Friday night and today I've made egg and cheese sandwiches for my pregnant daughter and her husband and hugged them tightly and driven to Lily's where Owen and Gibson both rocketed into my arms and then we went to lunch at the Indian buffet where we met Hank and I wanted ALL the foods but did not eat too much and then we shopped at Beall's outlet and Ross and New Leaf and I got to hug Billy and all-in-all, it was a very, very good day.
I love my family. I love it so much.
Blood family and married family and family brought in by love of blood family and we take care of each other. The blood rises to the heart and the heart knows the secrets of love and thank god we have a family which hugs, which pats, which kisses which takes care.

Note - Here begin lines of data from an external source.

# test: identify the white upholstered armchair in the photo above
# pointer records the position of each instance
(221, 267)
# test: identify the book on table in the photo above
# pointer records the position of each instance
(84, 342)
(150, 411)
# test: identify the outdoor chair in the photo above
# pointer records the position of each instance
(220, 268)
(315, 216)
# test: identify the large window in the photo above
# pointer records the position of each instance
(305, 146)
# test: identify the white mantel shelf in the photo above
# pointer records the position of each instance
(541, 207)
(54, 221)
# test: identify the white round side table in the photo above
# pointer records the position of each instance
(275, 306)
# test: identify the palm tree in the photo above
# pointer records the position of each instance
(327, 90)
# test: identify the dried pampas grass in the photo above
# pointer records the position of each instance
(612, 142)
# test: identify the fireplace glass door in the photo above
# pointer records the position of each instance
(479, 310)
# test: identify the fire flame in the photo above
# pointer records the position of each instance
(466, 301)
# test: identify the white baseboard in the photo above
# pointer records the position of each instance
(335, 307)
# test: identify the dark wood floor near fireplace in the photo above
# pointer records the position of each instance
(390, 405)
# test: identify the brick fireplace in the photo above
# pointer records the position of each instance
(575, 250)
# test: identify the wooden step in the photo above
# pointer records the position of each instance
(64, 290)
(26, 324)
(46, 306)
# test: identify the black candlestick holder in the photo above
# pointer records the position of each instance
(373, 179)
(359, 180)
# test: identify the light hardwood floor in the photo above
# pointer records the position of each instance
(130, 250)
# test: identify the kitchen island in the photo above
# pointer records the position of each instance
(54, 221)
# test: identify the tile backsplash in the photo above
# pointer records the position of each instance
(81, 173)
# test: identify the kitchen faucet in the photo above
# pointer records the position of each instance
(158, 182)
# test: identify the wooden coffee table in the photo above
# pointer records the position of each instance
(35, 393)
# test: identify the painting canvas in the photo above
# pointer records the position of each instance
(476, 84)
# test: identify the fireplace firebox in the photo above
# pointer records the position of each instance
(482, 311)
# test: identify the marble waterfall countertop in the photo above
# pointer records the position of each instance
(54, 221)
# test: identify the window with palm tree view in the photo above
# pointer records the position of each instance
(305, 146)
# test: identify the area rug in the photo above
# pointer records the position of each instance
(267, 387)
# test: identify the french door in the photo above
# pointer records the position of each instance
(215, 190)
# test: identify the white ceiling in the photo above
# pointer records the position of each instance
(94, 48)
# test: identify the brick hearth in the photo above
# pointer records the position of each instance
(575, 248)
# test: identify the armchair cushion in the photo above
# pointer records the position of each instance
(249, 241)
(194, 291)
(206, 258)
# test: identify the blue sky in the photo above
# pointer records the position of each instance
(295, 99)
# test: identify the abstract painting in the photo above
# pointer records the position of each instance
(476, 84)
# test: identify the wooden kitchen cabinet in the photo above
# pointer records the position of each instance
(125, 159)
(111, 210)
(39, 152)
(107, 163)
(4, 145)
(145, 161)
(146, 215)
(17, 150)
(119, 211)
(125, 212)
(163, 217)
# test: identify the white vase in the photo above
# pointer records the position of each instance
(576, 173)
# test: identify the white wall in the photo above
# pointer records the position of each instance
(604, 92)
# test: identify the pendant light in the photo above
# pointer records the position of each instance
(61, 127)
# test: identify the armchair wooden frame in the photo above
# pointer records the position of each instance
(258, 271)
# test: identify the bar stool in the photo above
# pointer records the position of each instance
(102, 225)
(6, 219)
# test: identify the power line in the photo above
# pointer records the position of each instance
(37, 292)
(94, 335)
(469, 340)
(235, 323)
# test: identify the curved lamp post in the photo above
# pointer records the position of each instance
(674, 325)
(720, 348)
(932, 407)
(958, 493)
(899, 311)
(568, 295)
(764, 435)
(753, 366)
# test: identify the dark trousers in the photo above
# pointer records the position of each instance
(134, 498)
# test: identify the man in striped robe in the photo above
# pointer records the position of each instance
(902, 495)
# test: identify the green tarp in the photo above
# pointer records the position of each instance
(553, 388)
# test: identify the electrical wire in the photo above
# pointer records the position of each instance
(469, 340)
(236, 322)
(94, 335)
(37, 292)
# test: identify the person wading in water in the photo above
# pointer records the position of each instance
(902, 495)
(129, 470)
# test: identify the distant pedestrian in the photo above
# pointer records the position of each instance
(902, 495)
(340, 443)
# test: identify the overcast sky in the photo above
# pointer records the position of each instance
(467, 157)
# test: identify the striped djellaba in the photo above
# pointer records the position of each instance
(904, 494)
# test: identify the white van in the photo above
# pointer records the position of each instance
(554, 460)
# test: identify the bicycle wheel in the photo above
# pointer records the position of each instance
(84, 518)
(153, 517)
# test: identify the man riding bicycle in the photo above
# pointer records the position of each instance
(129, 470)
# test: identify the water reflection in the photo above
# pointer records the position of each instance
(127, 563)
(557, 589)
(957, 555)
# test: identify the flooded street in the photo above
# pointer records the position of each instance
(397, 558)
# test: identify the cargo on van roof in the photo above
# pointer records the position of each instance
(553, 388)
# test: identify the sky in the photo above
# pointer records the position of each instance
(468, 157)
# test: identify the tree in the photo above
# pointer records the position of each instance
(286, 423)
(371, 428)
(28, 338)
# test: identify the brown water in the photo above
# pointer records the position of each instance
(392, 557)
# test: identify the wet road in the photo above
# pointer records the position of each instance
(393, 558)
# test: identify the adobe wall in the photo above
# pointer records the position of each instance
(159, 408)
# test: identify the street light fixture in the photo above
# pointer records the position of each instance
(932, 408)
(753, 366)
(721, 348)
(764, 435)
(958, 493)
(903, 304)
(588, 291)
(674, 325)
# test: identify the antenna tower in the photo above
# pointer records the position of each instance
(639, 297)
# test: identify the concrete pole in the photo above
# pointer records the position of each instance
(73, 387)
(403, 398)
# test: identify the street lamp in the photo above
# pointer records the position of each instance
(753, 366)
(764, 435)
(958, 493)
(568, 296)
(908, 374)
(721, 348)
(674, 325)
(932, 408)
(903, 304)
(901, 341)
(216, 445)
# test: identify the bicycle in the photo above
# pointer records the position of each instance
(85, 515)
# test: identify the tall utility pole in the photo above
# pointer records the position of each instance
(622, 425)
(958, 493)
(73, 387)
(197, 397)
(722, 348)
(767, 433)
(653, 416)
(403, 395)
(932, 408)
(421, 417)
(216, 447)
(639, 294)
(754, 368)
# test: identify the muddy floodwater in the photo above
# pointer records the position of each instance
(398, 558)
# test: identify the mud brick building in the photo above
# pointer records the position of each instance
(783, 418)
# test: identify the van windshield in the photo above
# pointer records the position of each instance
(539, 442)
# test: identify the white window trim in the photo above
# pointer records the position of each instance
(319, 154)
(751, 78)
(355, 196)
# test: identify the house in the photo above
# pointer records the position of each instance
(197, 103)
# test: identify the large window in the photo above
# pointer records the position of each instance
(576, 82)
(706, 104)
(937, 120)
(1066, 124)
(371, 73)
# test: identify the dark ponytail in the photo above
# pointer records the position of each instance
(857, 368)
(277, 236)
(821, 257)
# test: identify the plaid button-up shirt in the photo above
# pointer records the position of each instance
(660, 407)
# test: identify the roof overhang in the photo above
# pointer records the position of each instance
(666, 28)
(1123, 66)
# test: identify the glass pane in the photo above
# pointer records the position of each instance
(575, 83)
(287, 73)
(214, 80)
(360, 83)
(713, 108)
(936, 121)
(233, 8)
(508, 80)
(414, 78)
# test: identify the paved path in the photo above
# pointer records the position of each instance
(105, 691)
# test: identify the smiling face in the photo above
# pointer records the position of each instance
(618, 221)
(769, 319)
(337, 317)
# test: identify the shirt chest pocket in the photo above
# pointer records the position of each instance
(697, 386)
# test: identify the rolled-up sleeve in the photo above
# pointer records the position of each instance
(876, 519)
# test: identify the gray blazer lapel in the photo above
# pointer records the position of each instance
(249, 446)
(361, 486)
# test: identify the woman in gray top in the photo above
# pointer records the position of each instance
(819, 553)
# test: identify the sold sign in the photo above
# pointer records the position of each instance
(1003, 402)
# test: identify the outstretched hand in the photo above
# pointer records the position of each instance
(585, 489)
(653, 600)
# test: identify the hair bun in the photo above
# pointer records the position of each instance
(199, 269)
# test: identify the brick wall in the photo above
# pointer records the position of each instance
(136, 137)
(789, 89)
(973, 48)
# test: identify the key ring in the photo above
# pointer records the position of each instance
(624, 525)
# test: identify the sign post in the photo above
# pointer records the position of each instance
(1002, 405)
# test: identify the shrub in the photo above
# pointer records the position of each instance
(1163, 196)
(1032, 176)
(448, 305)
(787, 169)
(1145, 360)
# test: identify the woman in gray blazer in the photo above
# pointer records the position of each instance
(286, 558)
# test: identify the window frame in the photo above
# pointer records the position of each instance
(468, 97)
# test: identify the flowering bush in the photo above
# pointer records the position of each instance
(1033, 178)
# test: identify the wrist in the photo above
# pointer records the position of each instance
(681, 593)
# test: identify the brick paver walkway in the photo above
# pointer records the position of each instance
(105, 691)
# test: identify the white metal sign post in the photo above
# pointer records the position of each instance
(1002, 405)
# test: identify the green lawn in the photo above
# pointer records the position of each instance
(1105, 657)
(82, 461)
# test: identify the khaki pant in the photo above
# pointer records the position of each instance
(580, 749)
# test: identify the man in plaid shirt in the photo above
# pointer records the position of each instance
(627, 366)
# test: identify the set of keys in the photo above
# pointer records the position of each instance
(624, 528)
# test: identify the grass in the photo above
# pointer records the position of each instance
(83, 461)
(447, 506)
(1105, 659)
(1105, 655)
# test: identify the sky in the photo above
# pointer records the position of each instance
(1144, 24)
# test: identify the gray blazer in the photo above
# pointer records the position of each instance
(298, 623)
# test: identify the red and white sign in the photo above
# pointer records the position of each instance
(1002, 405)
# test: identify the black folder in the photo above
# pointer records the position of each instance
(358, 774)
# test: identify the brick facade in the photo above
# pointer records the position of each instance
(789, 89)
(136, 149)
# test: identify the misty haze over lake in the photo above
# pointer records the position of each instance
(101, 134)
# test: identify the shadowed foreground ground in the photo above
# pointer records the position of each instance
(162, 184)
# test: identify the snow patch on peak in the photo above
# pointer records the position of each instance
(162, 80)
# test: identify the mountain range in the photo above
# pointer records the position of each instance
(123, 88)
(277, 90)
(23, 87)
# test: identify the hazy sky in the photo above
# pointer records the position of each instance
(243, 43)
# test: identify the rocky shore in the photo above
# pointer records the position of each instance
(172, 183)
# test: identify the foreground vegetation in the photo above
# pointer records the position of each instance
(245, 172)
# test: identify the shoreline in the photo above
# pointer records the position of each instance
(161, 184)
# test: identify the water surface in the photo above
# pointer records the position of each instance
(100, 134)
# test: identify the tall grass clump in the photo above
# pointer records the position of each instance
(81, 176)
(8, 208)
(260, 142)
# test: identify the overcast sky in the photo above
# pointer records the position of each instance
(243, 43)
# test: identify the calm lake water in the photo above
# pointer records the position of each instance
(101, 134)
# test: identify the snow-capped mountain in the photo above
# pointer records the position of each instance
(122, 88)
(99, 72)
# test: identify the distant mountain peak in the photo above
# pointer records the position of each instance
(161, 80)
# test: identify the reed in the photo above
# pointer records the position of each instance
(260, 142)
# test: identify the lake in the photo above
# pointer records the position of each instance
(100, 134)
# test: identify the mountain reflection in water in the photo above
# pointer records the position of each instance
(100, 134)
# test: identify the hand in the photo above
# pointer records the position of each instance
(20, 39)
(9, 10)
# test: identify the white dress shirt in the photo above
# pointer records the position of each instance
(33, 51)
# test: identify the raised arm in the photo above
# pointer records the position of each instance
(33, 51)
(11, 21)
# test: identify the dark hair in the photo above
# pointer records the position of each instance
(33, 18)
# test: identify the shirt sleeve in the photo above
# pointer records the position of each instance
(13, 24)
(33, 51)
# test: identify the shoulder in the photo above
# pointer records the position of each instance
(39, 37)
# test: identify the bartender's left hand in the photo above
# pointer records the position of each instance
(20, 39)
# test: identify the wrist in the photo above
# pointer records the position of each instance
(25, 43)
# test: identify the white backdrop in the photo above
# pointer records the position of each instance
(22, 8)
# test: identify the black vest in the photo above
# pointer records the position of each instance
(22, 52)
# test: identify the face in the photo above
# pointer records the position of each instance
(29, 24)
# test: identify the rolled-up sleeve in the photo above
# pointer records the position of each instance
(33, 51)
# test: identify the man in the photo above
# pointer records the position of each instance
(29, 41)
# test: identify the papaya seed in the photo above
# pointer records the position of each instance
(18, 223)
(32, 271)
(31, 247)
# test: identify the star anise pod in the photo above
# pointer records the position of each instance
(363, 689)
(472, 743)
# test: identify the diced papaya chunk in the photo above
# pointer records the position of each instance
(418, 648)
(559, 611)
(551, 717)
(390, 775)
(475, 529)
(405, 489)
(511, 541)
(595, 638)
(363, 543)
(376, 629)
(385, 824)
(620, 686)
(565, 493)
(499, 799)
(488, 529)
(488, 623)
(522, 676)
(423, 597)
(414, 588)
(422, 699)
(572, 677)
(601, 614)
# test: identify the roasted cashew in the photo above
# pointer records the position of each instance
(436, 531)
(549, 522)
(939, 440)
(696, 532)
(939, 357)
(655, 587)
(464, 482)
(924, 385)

Hank bent down to kiss Gibson's head today and I thought I might swoon, my boys, my boys, my boys.
Such luck I have.
Home with this man, this man I married when he was mostly a boy, still my boy, I am still his girl, even as I am his old woman who scatters bread to the chickens, who gathers eggs in her pockets, who kisses the top of his white head, who loves him to the moon and back and then some more.
I am baking him a chicken tonight and a strawberry rhubarb pie and the pastry is chilling in the refrigerator and yes, I completely confuse love with food but food is not the only way I show my love, just one way.
I feel abundance flowing over all tonight. I felt it this morning when Jessie and Vergil came by on their way to Tampa and I said, "Look at my beautiful flock of chickens and my ducks. Look how Daddy's peas are coming up in the garden." When what I really meant was, "Look how this life keeps growing and thank you, thank you, thank you for that tiny babe in your womb."
I better get that chicken in the oven. Get that pie rolled out. Lord, I was put here on earth to do the simplest things. The things which are gratifying to me. I am so lucky to be able to do them.
Stop me if you've heard this before.